Understanding File and Directory Paths in Python#
In my journey of developing a Flask app, I had a script named load_sheet_db.py that was responsible for loading data from Google Sheets. As I dove deeper into the code, I encountered the file variable. In Python scripts, __file__ is a magical built-in global variable. It holds the path of the script that’s currently being executed, which, in my case, was load_sheet_db.py. This path can either be absolute or relative, and it hinges on the way the script was invoked.
The Power of __file__#
At the heart of this process is the built-in global variable __file__. In Python scripts, `file`` represents the path of the script currently being executed. Depending on how you invoked the script, this could be an absolute path or a relative one.
Example: If you’ve ever executed a script with:#
python some_folder/my_script.py
__file__ would contain 'some_folder/my_script.py'.
user
│
├── main_directory
│   ├── flaskr
│   │   └── load_sheet_db.py
│   │
│   └── instance
│       └── flaskr.sqlite

Resolving the Real Path: os.path.realpath()#
Symbolic links can sometimes mask the true location of your script.

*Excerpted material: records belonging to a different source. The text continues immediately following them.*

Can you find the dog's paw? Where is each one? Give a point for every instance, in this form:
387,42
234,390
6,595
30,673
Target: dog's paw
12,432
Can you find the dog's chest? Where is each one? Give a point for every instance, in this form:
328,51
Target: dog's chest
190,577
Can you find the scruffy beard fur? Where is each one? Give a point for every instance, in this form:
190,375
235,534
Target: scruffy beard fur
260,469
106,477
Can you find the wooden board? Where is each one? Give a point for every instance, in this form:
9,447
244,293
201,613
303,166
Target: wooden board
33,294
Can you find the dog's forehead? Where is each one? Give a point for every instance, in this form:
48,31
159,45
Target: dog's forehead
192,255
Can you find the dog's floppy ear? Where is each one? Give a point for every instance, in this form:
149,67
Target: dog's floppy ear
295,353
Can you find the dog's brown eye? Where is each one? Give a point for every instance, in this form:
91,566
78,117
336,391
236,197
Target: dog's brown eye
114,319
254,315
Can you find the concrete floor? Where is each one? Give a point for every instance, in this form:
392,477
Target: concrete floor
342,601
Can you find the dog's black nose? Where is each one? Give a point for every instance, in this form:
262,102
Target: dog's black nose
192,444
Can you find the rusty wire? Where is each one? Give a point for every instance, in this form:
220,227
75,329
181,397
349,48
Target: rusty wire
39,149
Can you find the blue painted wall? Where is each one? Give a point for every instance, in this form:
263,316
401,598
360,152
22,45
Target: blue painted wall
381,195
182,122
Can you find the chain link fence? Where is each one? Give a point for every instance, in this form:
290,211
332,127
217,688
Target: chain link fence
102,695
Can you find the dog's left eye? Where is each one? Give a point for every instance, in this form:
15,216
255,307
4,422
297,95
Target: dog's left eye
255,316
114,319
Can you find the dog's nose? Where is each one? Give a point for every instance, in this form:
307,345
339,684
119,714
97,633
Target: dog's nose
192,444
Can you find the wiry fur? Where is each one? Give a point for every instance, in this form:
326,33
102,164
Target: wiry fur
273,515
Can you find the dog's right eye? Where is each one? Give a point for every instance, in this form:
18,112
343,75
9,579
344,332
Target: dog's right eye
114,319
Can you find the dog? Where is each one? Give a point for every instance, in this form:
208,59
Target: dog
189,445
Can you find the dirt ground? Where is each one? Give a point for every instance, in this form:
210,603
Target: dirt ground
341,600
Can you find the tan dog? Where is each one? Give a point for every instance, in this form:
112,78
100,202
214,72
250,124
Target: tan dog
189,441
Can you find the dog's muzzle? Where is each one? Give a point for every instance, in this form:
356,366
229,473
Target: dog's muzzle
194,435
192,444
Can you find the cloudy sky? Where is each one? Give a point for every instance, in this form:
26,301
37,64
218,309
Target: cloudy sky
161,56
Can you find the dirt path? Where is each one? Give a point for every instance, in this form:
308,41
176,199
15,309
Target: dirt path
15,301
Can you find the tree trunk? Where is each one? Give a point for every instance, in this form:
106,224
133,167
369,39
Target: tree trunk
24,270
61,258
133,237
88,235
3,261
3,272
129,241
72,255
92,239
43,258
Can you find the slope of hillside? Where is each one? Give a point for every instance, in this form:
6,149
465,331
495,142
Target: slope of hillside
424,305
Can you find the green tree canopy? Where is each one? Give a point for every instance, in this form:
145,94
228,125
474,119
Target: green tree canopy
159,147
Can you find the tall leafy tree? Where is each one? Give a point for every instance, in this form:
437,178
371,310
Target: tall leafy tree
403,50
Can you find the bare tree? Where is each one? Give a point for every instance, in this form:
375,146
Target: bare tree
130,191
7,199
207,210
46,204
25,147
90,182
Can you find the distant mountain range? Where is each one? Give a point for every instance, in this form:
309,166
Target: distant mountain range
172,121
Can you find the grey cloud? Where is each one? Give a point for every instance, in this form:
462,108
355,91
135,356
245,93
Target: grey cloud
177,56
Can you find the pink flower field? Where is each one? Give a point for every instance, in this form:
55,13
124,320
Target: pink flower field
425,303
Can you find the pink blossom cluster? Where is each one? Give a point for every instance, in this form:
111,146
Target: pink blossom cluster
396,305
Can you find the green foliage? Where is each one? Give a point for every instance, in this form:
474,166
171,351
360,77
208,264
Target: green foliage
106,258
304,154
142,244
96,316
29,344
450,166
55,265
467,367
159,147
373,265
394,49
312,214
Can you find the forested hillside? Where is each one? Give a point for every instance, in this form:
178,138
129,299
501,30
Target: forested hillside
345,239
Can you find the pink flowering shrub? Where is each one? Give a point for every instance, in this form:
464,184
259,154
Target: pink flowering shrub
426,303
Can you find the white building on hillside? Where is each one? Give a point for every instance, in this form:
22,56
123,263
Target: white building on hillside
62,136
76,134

To avoid any ambiguities and get the actual path to your script, we use:
os.path.realpath(__file__)
This function returns the canonical path of the specified filename, eliminating any symbolic links encountered.
Finding the Parent Directory: os.path.dirname()#
Once you know the full path to your script, the next step is often to determine its parent directory. The function for this is:
os.path.dirname(os.path.realpath(__file__))
---------------------------------------------------------------------------
NameError                                 Traceback (most recent call last)
Cell In[1], line 1
----> 1 os.path.dirname(os.path.realpath(__file__))
NameError: name 'os' is not defined
This returns the directory name of the provided path, allowing you to work relative to the script’s location.
Building Paths Intelligently: os.path.join()#
String concatenation can be tricky and error-prone when building paths, especially if you aim for cross-platform compatibility. Python offers:
os.path.join()
db_path = 'quiz.sqlite3'  
conn = sqlite3.connect(db_path)
This function constructs paths by merging multiple components, ensuring they fit the OS’s path structure. Particularly useful is the ‘..’ component, which indicates moving one directory up.
dir_path = os.path.dirname(os.path.realpath(__file__))
db_path = os.path.join(dir_path, '..', 'instance', 'flaskr.sqlite')
import pandas as pd
from oauth2client.service_account import ServiceAccountCredentials
import gspread
import sqlite3
import sqlite3
import os
def get_user_information(sheet_name):
  scope = ['https://spreadsheets.google.com/feeds','https://www.googleapis.com/auth/drive']
  dir_path = os.path.dirname(os.path.realpath(__file__))
  creds_path = os.path.join(dir_path, 'creds.json')
  creds = ServiceAccountCredentials.from_json_keyfile_name(creds_path, scope)
  client = gspread.authorize(creds)
  industries = client.open("quizs").worksheet(sheet_name)
  users = pd.DataFrame(industries.get_all_values())
  return users
def make_float(x):
    if x is None or x == "":
        return 0.0
    elif type(x) == float:
      return x
    elif type(x) == int:
      return float(x)
    else:
      x = x.replace(",", "")
      return float(x)
def clean_data(df, exclude_col):
    cols = df.columns
    for col in cols:
        if col != exclude_col:
            df[col] = df[col].map(lambda x: make_float(x))
    return df
def get_data_from_sheets(name_of_sheet):
    df = get_user_information(name_of_sheet)  # assuming get_user_information is defined somewhere else
    df = df.rename(columns=df.iloc[0]).drop(df.index[0])
    return df
def turn_data_sqlite(sheet_name):
    #  ---- Access Google Sheets data and turn into pandas Dataframe ----
    print("Function called")  # Check if the function is entered
    data = get_data_from_sheets(sheet_name)
    cleaned_df = data
    cleaned_df['created'] = datetime.now()
    dir_path = os.path.dirname(os.path.realpath(__file__))
    db_path = os.path.join(dir_path, '..', 'instance', 'flaskr.sqlite')
    print(f"Database path: {db_path}")  # Add this line
    conn = sqlite3.connect(db_path)
    print(F"{cleaned_df.shape[0]} rows {cleaned_df.shape[1]} columns are written to database")
    cleaned_df.to_sql(sheet_name, conn, if_exists='append', index=False)
    conn.close()
    return "It is done!"
In the context of our tutorial, this effectively moves up from the script’s directory and points to a sibling directory named ‘instance’.
Wrapping Up#
Navigating file and directory paths in Python might seem daunting at first, but with the right tools, it becomes a breeze. By understanding and combining file, os.path.realpath(), os.path.dirname(), and os.path.join(), you can ensure that your scripts remain robust, no matter where they’re run from or on which system.